"The Interstellar Ragtime All-American Jazz Band"

by Grant Carrington


    Published in ETERNITY SF Vol. 1 No. 1 (Winter, 1979), edited by Stephen Gregg. $1.75. Illustrations by Al Sirois.
    This was an expansion of "Saint Louis Tickle."


    It couldn't last, of course. It was a good thing while it did last, but eventually someone like The Potomac River Icebreaker had to turn up and Fred Harmon was out in the cold again.
    Here's these four guys, see: they call themselves the Potomac River Ice-Breaker. A drummer, a bass player, and two electric guitarists. Hardboxers, for Christ's sake! But that's where it's at these days, and an old-time blues player like me is out on a stick. The folk music scene is nowhere.
    "What you oughta do, Fred, is join a group," Steve Hughes, the Alley Cat's owner, told me. "Shit man, you got the talent. Playing one of those electric axes is no sweat."
    "I've told you before, Steve, I'm a loner.
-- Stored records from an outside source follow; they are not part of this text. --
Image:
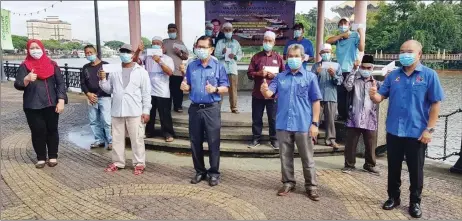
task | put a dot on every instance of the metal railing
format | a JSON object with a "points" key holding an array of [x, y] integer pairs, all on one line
{"points": [[71, 74], [445, 154]]}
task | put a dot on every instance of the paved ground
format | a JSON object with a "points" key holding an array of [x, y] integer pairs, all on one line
{"points": [[79, 189]]}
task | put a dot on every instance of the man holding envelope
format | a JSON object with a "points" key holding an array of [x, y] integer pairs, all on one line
{"points": [[264, 65]]}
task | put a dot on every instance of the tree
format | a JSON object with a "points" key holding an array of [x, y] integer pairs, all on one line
{"points": [[114, 44], [19, 42]]}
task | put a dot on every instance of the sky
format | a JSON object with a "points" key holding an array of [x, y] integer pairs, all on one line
{"points": [[113, 17]]}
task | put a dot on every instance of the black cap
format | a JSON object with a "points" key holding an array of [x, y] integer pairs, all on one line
{"points": [[171, 26], [298, 26]]}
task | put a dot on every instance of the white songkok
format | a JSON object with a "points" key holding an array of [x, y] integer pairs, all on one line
{"points": [[270, 34]]}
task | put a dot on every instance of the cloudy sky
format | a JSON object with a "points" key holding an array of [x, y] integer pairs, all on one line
{"points": [[155, 16]]}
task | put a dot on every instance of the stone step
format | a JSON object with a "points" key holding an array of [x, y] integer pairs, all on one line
{"points": [[230, 148]]}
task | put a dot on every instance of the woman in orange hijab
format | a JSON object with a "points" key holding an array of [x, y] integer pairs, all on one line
{"points": [[44, 96]]}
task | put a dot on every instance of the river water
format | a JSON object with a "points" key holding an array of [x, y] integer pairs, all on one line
{"points": [[450, 80]]}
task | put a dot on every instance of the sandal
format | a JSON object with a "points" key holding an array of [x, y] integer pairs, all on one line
{"points": [[139, 169]]}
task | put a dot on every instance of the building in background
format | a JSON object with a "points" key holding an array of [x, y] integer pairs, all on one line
{"points": [[49, 29]]}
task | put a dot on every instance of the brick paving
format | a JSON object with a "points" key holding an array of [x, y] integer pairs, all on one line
{"points": [[79, 189]]}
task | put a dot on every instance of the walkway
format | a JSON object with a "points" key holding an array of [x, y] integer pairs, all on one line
{"points": [[79, 189]]}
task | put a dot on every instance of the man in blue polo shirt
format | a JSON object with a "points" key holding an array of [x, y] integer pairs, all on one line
{"points": [[299, 31], [414, 93], [205, 80], [297, 119]]}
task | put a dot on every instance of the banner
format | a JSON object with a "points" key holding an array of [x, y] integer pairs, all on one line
{"points": [[7, 44], [251, 19]]}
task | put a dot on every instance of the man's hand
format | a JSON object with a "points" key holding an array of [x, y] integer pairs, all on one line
{"points": [[102, 75], [31, 76], [314, 131], [144, 118], [426, 137], [92, 98], [184, 85], [331, 71], [209, 88], [156, 58]]}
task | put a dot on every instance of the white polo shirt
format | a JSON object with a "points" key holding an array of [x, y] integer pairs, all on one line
{"points": [[160, 81]]}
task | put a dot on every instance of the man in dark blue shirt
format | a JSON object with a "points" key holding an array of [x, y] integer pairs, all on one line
{"points": [[205, 81], [415, 94]]}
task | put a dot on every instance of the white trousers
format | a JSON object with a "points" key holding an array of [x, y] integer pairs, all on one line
{"points": [[135, 129]]}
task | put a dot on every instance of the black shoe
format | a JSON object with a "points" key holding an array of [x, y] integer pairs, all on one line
{"points": [[213, 181], [391, 203], [253, 144], [414, 210], [198, 178], [274, 144]]}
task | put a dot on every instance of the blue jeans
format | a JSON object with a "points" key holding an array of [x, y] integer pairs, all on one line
{"points": [[100, 119]]}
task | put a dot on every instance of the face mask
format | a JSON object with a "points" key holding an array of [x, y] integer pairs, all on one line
{"points": [[267, 46], [294, 63], [202, 53], [172, 35], [91, 58], [364, 73], [326, 56], [343, 28], [407, 59], [228, 35], [125, 57], [36, 53], [297, 33]]}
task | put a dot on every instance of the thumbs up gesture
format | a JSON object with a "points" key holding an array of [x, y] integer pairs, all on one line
{"points": [[184, 85], [209, 88], [373, 89]]}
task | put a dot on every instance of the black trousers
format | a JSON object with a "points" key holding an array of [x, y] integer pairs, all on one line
{"points": [[414, 150], [205, 120], [165, 114], [43, 124], [342, 99], [176, 92], [258, 107]]}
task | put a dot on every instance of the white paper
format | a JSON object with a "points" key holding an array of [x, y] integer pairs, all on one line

I can't play with anyone else."
    Steve shrugged. "Well, I'm sorry, Fred. But I've got to make some bread too, you know. I've been running awfully thin lately. If the Ice-Breaker can pack them in for just one week, I'll be running in high black."
    "Skip it, Steve. Thanks for the use of your stage for the past few weeks." I picked up my guitar, hiked my knapsack up on my shoulders, and took one more look at the stage, where the folk-rock group was doing things that Leadbelly never dreamed of in his raunchiest stud days.